Existing Protocol Analysis Task-oriented coordination is compatible with multiple types of existing protocols, such as TCP, HTTP and etc. Transmission Control Protocol (TCP) is to provide reliable, orderly, connection-oriented data transmission services for end-to-end communication. In the task-oriented coordination scenarios, some TCP capabilities can be directly reused (e.g. retransmission mechanism, congest control and etc.). The Hypertext Transfer Protocol (HTTP) is the application layer protocol for distributed, collaborative, hypermedia information systems. Some HTTP features are also applicable to task-oriented coordination.
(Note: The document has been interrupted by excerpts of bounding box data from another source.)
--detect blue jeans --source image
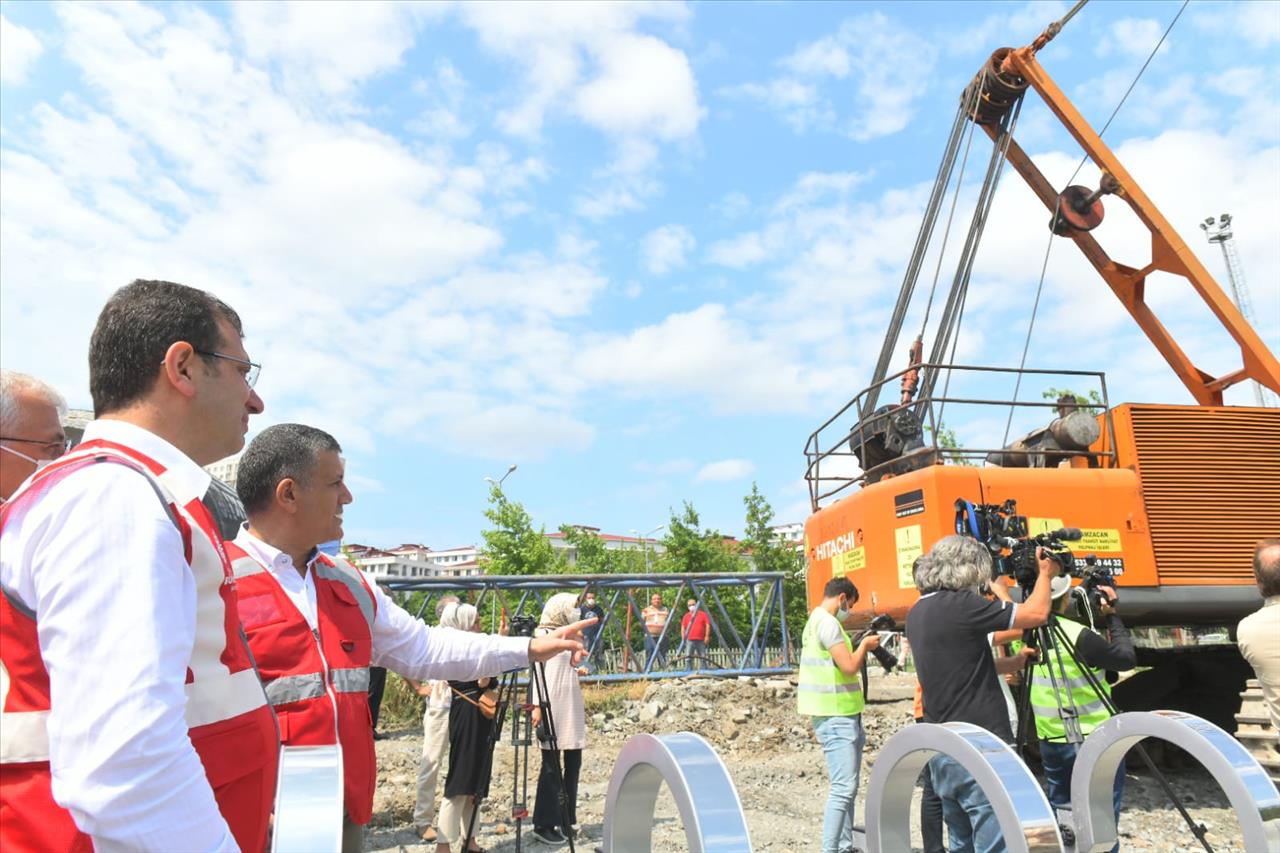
[929,756,1005,853]
[644,631,667,670]
[1041,740,1124,853]
[813,716,867,853]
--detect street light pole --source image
[484,462,516,492]
[641,524,667,574]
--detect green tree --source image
[654,501,741,574]
[742,483,809,640]
[561,524,644,575]
[480,485,566,575]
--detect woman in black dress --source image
[435,603,494,853]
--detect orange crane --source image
[805,11,1280,719]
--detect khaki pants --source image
[440,794,480,853]
[413,706,449,831]
[342,813,365,853]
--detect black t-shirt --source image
[906,590,1015,743]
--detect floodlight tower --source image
[1201,214,1276,407]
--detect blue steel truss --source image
[378,571,795,681]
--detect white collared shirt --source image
[0,420,237,852]
[236,526,529,681]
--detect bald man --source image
[0,368,67,501]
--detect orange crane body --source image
[805,47,1280,625]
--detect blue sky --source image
[0,0,1280,548]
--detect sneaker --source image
[534,826,564,845]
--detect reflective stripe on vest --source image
[262,672,324,706]
[329,666,369,693]
[1030,617,1111,740]
[796,607,863,717]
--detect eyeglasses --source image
[196,350,262,388]
[0,435,76,459]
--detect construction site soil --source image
[365,672,1244,853]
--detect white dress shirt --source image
[236,528,529,681]
[0,420,238,853]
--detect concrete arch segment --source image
[1071,711,1280,853]
[867,722,1062,853]
[602,731,751,853]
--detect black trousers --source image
[369,666,387,729]
[534,749,582,831]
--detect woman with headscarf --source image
[435,602,494,853]
[532,593,586,844]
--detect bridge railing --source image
[378,571,796,681]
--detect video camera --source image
[956,498,1080,588]
[509,616,538,637]
[1079,553,1120,608]
[854,613,902,672]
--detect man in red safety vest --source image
[228,424,594,852]
[0,280,279,853]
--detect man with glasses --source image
[0,280,279,852]
[0,368,68,502]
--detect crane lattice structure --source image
[1201,214,1276,409]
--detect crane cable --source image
[916,89,1023,430]
[859,97,969,420]
[1000,0,1190,446]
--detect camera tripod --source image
[1018,601,1213,853]
[463,662,575,853]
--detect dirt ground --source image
[365,672,1244,853]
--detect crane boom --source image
[980,46,1280,406]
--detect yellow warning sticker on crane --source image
[1027,517,1121,555]
[831,546,867,578]
[893,524,924,589]
[1068,528,1121,553]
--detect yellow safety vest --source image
[1032,617,1111,740]
[796,607,863,717]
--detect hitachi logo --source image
[813,530,858,560]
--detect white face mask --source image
[0,444,54,474]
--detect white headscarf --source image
[440,602,479,631]
[538,593,577,629]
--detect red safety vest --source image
[227,542,378,824]
[0,441,279,853]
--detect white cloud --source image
[232,0,430,96]
[458,3,700,140]
[575,35,701,140]
[644,225,698,275]
[0,15,45,86]
[634,457,696,476]
[1192,0,1280,49]
[1093,18,1169,59]
[722,12,934,141]
[694,459,755,483]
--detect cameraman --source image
[1030,578,1137,852]
[796,575,879,853]
[906,535,1060,853]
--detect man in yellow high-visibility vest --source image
[1030,576,1137,850]
[796,576,879,853]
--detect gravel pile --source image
[366,675,1244,853]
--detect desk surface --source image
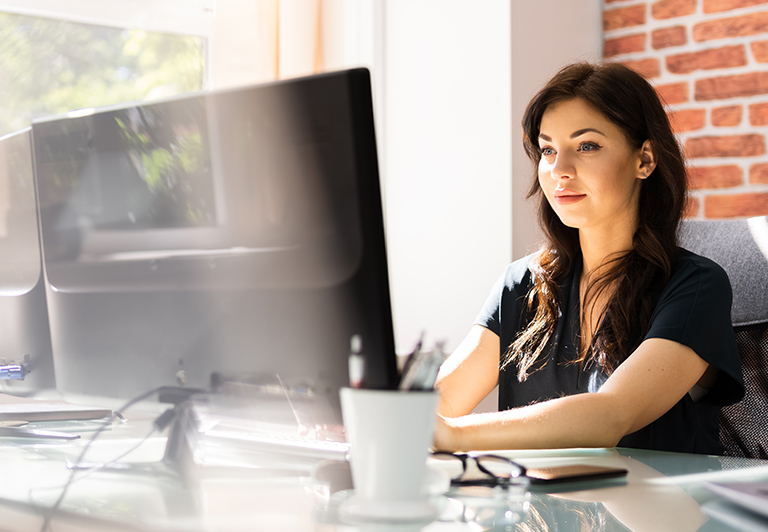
[0,415,768,532]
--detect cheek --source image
[538,159,556,194]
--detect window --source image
[0,13,206,135]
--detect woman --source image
[435,63,743,454]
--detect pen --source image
[349,334,365,388]
[0,364,26,380]
[0,427,80,440]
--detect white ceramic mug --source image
[341,388,438,521]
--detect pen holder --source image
[340,388,438,521]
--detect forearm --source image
[435,393,629,451]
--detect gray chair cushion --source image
[680,216,768,327]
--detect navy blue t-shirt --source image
[476,249,744,454]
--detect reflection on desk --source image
[0,414,768,532]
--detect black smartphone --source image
[526,464,627,485]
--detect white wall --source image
[512,0,603,259]
[378,0,512,358]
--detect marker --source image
[0,364,26,380]
[349,334,365,388]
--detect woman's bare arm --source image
[435,338,708,450]
[437,325,499,417]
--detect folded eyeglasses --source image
[432,451,529,487]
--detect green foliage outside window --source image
[0,13,205,136]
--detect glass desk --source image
[0,414,768,532]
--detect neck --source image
[579,224,635,276]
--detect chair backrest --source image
[680,216,768,458]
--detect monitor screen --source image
[32,69,396,412]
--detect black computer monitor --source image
[0,128,55,394]
[32,69,396,414]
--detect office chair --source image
[680,216,768,459]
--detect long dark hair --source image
[502,63,686,381]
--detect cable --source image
[40,386,173,532]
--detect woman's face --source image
[538,99,652,235]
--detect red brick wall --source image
[603,0,768,218]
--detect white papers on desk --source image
[0,394,112,421]
[703,482,768,532]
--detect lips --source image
[555,189,587,205]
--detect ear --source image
[638,140,656,179]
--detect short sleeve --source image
[645,250,744,405]
[475,255,531,337]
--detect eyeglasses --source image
[432,451,528,487]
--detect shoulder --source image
[662,248,731,305]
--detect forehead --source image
[539,98,622,137]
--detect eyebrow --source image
[539,127,607,142]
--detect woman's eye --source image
[579,142,602,151]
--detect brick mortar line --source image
[603,3,768,40]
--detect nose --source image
[550,153,576,181]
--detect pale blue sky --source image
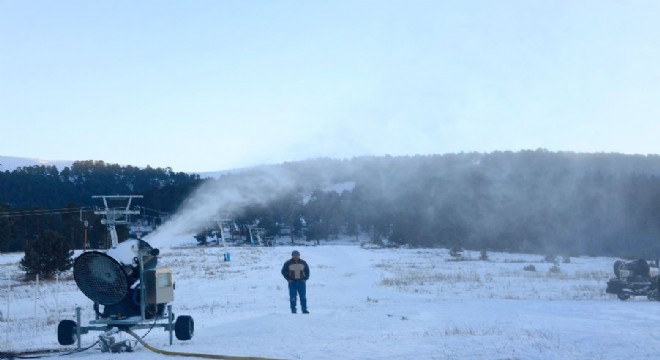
[0,0,660,171]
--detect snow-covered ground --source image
[0,237,660,360]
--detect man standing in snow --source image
[282,250,309,314]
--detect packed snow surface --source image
[0,236,660,360]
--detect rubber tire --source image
[174,315,195,341]
[57,320,78,345]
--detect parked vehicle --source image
[605,259,660,301]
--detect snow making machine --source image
[57,239,194,352]
[605,259,660,301]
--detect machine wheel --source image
[174,315,195,340]
[616,294,630,301]
[57,320,78,345]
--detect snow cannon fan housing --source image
[73,239,174,318]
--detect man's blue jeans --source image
[289,280,307,312]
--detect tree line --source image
[0,149,660,258]
[0,160,202,252]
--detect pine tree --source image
[19,230,73,279]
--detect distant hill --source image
[0,155,73,171]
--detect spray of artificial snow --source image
[145,167,302,249]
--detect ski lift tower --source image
[92,195,142,247]
[216,213,232,261]
[245,220,266,246]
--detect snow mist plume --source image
[145,167,304,247]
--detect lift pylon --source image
[92,195,143,247]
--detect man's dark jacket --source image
[282,259,309,281]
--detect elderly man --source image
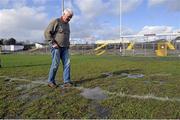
[44,9,73,88]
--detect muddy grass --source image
[0,55,180,119]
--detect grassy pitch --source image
[0,55,180,119]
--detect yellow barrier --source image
[127,43,134,50]
[166,42,175,50]
[155,42,175,57]
[94,43,108,51]
[94,43,108,56]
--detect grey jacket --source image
[44,18,70,47]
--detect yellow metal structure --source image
[94,43,108,56]
[155,42,175,57]
[127,43,134,50]
[166,42,175,50]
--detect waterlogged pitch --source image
[0,54,180,119]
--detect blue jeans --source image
[48,47,71,83]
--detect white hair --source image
[63,8,73,16]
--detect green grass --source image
[0,55,180,119]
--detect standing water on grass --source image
[81,87,107,100]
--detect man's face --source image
[63,13,72,23]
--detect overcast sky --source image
[0,0,180,42]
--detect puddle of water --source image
[80,87,107,100]
[102,72,113,77]
[144,80,167,85]
[89,101,110,119]
[127,74,144,79]
[121,73,129,76]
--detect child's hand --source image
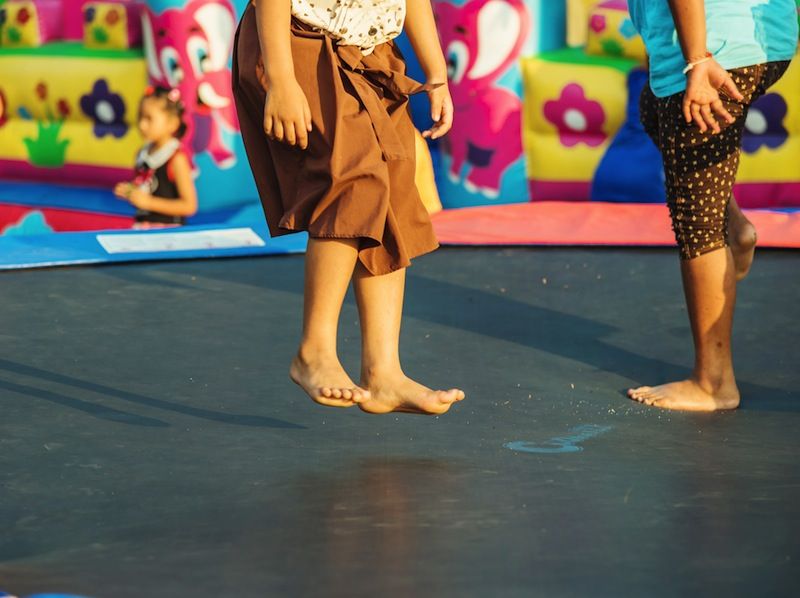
[128,188,150,210]
[683,60,744,133]
[114,183,133,201]
[264,77,311,149]
[422,83,453,139]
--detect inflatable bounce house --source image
[0,0,800,268]
[434,0,800,247]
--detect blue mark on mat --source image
[0,590,95,598]
[503,424,613,453]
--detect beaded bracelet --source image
[683,52,714,75]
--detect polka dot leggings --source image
[639,61,789,260]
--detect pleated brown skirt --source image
[233,5,438,275]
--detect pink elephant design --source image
[142,0,239,168]
[435,0,531,199]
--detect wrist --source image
[264,66,295,85]
[683,52,714,75]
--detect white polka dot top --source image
[292,0,406,54]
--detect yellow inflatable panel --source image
[737,57,800,183]
[521,50,632,182]
[0,54,147,168]
[414,129,442,214]
[586,0,646,62]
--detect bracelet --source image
[683,52,714,75]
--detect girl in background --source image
[114,87,197,229]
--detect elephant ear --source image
[142,10,166,81]
[467,0,523,79]
[193,0,235,71]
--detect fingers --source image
[264,114,273,137]
[303,100,311,131]
[282,120,297,145]
[722,75,744,102]
[683,95,692,125]
[422,99,453,139]
[264,106,311,149]
[272,118,283,141]
[700,104,720,133]
[690,104,708,133]
[431,95,444,123]
[711,100,736,124]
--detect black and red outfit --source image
[133,139,186,225]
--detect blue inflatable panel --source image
[0,207,308,270]
[591,69,667,203]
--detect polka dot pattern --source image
[639,61,789,259]
[292,0,406,54]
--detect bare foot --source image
[289,355,369,407]
[628,379,739,411]
[728,210,758,281]
[358,372,465,415]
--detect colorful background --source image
[0,0,800,268]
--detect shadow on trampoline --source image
[0,359,306,430]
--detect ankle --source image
[295,343,339,365]
[692,368,738,396]
[361,360,403,381]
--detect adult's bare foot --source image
[728,202,758,281]
[289,354,370,407]
[358,371,465,415]
[628,379,739,411]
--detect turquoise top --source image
[628,0,797,98]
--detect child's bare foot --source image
[289,354,369,407]
[358,371,465,415]
[628,379,739,411]
[728,209,758,281]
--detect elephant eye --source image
[446,41,469,83]
[186,36,212,75]
[161,46,184,87]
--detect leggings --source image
[639,61,789,260]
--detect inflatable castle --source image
[0,0,800,267]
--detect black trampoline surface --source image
[0,249,800,598]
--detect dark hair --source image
[142,85,186,139]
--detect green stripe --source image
[0,42,144,60]
[534,48,639,73]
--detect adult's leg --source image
[628,72,755,411]
[628,247,739,411]
[289,238,369,407]
[353,262,464,415]
[728,196,758,281]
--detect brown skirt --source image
[233,4,438,275]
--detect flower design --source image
[0,89,8,127]
[56,98,72,118]
[17,8,31,25]
[544,83,607,147]
[81,79,128,139]
[600,37,625,56]
[742,93,789,154]
[589,15,606,33]
[106,9,119,26]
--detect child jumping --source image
[628,0,798,411]
[233,0,464,414]
[114,87,197,229]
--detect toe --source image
[438,388,458,404]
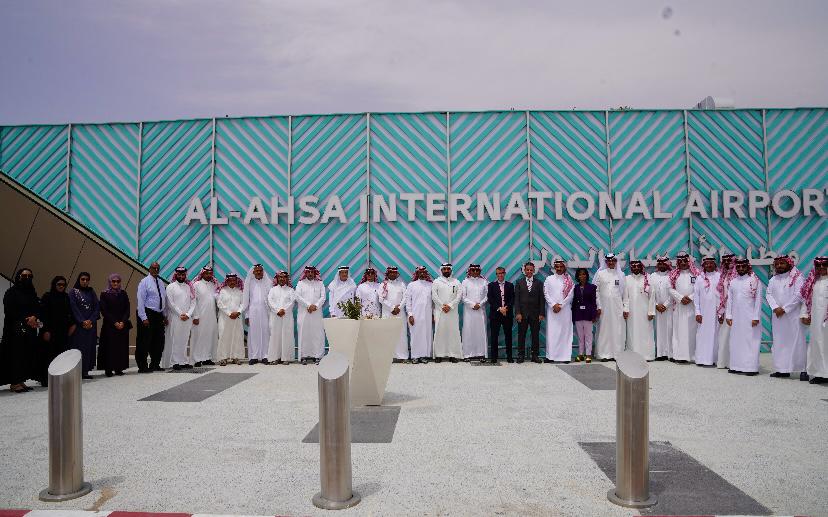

However, the task-oriented coordination needs to support finer-grained access control and context information anonymization mechanisms, which may need the enhancements on the protocol, defining the task-oriented coordination mechanism at the session layer has some advantages.

Conclusions Task-oriented coordination constitutes a critical function for multi-agent collaboration. This document discusses the necessity of introducing task-oriented coordination to address complex tasks, optimize resource utilization, and guarantee service quality. Consequently, it analyzes the requirements imposed by task-oriented coordination on AI Agent protocol design, specifically concerning task descriptions, task states, communication mechanisms, context sharing, and exception handling.

IANA Considerations This memo includes no request to IANA.

Security Considerations When designing the task-oriented coordination for AI agents communication, privacy should always be considered.